Let's take a minute to consider a concrete example. A few weeks ago, I was working with an ALI client who had a total of 300 portal users, of which, maybe 150 used the portal at all. Oddly, Analytics was reporting about 10,000 daily hits to their portal. This seemed abnormally high, which lead me to believe either a) somebody is scanning/attacking the portal, or b) some monitoring tool is hitting the portal too often. So we decided to take a look at the portal IIS access logs to get some more granular information, and used Log Parser to answer the following questions:
- What IPs are generating the most traffic to the portal? (If the bulk of the traffic is coming from one IP, we probably have an over-active monitoring tool)
- What are the most popular URLs in the portal? (Monitoring would likely only hit one URL, but somebody doing a scan would hit many)
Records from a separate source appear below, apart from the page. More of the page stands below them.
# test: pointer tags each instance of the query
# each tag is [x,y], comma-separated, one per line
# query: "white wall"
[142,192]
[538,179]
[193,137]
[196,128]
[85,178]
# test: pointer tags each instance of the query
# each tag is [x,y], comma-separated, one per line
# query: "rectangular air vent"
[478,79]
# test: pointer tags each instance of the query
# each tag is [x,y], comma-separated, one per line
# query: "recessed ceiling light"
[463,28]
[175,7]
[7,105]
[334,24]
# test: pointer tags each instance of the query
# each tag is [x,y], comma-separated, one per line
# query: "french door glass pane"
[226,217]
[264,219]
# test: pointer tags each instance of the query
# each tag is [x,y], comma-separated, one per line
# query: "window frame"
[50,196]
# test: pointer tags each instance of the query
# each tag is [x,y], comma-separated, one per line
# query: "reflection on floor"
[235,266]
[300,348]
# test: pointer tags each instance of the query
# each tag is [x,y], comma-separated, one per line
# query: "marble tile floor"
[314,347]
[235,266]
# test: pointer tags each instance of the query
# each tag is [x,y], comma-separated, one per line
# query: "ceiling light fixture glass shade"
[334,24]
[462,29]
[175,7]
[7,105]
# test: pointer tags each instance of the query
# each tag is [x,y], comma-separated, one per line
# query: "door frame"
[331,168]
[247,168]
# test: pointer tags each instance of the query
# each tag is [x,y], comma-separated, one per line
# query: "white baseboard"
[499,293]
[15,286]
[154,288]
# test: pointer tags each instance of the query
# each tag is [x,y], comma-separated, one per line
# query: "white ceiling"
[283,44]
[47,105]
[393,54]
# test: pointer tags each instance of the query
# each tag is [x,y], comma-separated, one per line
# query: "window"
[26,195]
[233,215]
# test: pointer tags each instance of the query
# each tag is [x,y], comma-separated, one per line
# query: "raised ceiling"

- Are we seeing a bunch of 404s returned from the Web Server (A scanner would likely generate hits to a bunch of pages that don't exist)
Here's how we did it:
- Opened up a handy DOS prompt to the IIS log file directory at: c:\windows\system32\Logfiles\W3SVC1
- Ran Log Parser from the command line as follows:
//Traffic by IP
logparser "SELECT c-ip, Count(*) as Hits FROM ex*.log GROUP BY c-ip"
c-ip Hits
--------------- -------------------
192.168.0.1 8,920
192.168.0.8 54
192.168.1.93 37
...
//Popular URLs
logparser "SELECT cs-uri-stem, Count(*) as Hits FROM ex*.log GROUP BY cs-uri-stem"
cs-uri-stem Hits
--------------------- -------------------
/portal/server.pt 9,312
/portal/server.pt?... 137
/portal/server.pt?... 83
...
//404s
logparser "SELECT count(*) as Errors FROM ex*.log WHERE sc-status=404"
Errors
------
32
So, in about 2 minutes, Log Parser told us that most of the client's portal traffic was coming from one IP address, and that it was all going to /portal/server.pt, not some unknown URL. A quick nslookup of 192.168.0.1 confirmed that the traffic was coming from an over-active health monitor, all our questions were answered, and the world was at peace. It would have probably taken an hour or more to gather the same information by hand. So Log Parser saved me some headache, and our client some money...not bad for an old-fashioned command-line tool. Of course, Log Parser didn't auto-blog this post for me...but maybe in the next release, when it gets a slick AJAX interface and re-named LogPress.
I agree LogParser is a very useful tool. Ive configured it to output the result set to a database before (with very simple command line options). Then setup a portlet to display this information to certain users.